Q. What is assessment?
Assessment is the collection and interpretation of information about what, how much, and how well students are learning. It is part of the instruction model of planning/teaching/assessing and refers to the assignments and tasks that provide information to improve the learning experience of current and future students.
Assessment is not:
- It is not solely an administrative activity, though University administration may assist you.
- It is not necessarily testing nor a series of tests, though testing can be a part of assessment.
- It is not a part of the University's faculty evaluation system.
- It intrudes neither on the faculty member's classroom nor academic freedom.
(Adapted from Patrick T. Terenzini)
- Helps faculty obtain feedback on:
- It focuses on improving learning, rather than improving teaching.
- It helps faculty become better educators.
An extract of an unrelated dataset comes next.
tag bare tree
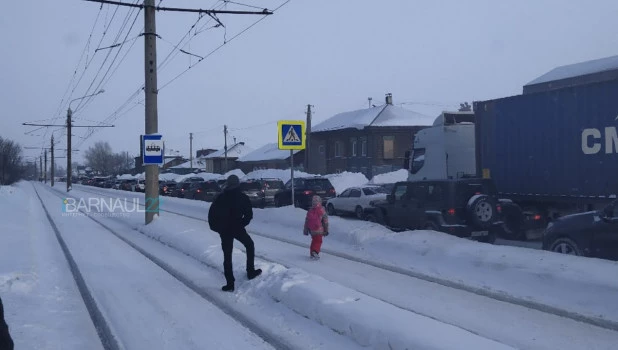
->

- It provides systematic feedback to students about their progress.
Q. What are some benefits of formative assessment for faculty?
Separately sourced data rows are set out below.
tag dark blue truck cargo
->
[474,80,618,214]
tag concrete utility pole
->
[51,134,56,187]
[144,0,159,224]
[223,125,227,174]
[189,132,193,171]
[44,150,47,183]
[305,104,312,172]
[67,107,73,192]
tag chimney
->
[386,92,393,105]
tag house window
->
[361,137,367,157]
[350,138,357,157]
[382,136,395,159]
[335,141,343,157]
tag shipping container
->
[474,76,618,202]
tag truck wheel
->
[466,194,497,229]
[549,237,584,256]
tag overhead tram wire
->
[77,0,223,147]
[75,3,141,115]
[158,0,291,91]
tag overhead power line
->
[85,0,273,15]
- Provides for a more learner-centered, student-responsive classroom environment
- Helps faculty stay abreast of student learning as it is happening
- Helps faculty adjust their teaching strategies to accommodate gaps in learning that can be tied to instruction
- Helps faculty identify what to teach, including the sequencing of discipline-specific knowledge and skills.
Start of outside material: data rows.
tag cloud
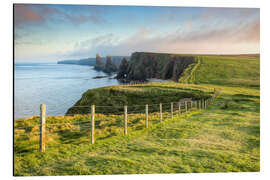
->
[14,4,105,25]
[65,17,260,57]
[14,4,44,25]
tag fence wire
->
[14,90,221,154]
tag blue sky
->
[14,4,260,61]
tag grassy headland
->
[14,53,260,176]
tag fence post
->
[159,103,162,122]
[171,102,173,118]
[91,105,95,144]
[145,104,148,128]
[178,101,181,115]
[124,106,127,135]
[39,104,46,152]
[201,99,204,109]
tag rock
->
[117,52,195,81]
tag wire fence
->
[14,90,221,155]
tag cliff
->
[117,52,195,81]
[103,56,117,73]
[94,54,129,73]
- Helps provide for section-to-section consistency
- Provides structure for co-curricular programs
Q. What are some benefits of assessment for students?
- Clarifies faculty's expectations of them
- Focuses more on learning as students see the connection between learning and course content
- Helps students become more self-reflective learners
- Helps students understand their strengths and weaknesses as students
- Helps opens lines of communication and feedback between you and your students
Q. How is assessment different from grading?
- Grades provide an overall evaluation of how much material students mastered; it is a net measure of learning. Grades do not reveal which learning outcomes students achieved and which outcomes they did not.
Q. Are grades useful in an assessment plan?
- Grades are valuable as indirect measures of student learning. Grades can also be useful as more direct measures if tests are designed wtih grading charts so that the professor can quickly ascertain that students mastered one set of concepts but not another. If essay and paper assignments are designed with rubrics that define the elements of thinking and writing expected, the professor can ascertain that students mastered some and not others.